When i went looking for my first tiel i found a breeder nearby but sadly at the time she had no babies, and that's what i wanted. Instead i went to a small pet shop just outside of canberra. When i decided to get a second though we phoned the breeder again and this time when we visited they had all these babies in the brooder and in various nest boxes. When i was there she pulled a 2 week cinnie pied baby who we put a deposit on and named Bailee.  

While i was there i looked around all her aviaries. A few had tiels in them and there were some other species as well. It was all really well kept and i was impressed. One day it would be great to have a set up like hers and her husbands and breed tiels. It's really nice to see a breeder who cares about her birds, babies and customers. I got some photos of Bailee's parents when i was there which i thought i would share, they were a really nice pair:


----------



## Kirby (Jul 28, 2007)

How gorgeous Bea!

Kirby


----------



## Aly (Jul 30, 2007)

I would love to have the money to keep a bunch of them too..many later (I'm still young). Bailee's parents are adorable! I would love one like them.


----------



## Laura (Jul 30, 2007)

Bailee's parents are gorgeous you lucky to have those photos Bea, I agree it is nice when you can find a good breeder who cares


----------



## birdieness (Jul 28, 2007)

Its great to have actual breeders. We have none. I was lucky to find someone who breed there birds and decided to hand raise them.


----------



## Laura (Jul 30, 2007)

birdieness said:


> Its great to have actual breeders. We have none. I was lucky to find someone who breed there birds and decided to hand raise them.
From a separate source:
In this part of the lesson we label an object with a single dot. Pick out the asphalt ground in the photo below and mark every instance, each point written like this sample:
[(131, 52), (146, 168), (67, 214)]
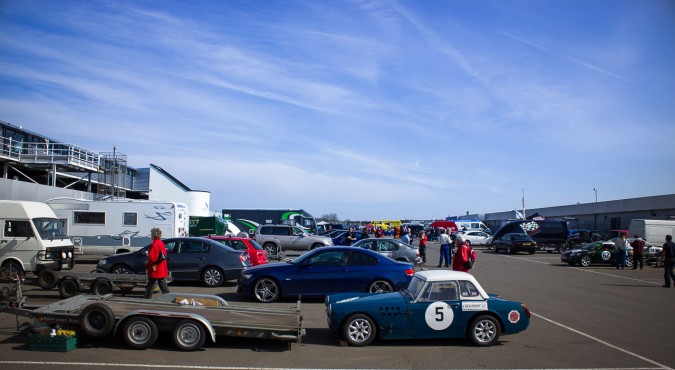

even around where I am its hard to find good breeders, there doesn't seem to be to many around I wonder why there such great birds


----------



## birdieness (Jul 28, 2007)

There are actually no cockatiel breeders here. its hard to find a breeder of anything there. i belive ther eis a budgie breeder about 3 -4 hours away from me though.


----------



## Meghanxx4 (Jul 31, 2007)

Aww that's such a cute pair.


----------



## Sophia (Aug 11, 2007)

Aww cute pair and nice colours too!


----------



## Bea (Jul 26, 2007)

I was in contact with Bailee's breeder about a week ago as i'm looking to buy a few budgies, and i mentioned that Bailee's an absolute joy to own and that he's absolutely thriving. She still remembered him, and said she knew he would do well with me.  I thought that was really great that she actually remembered him!!


----------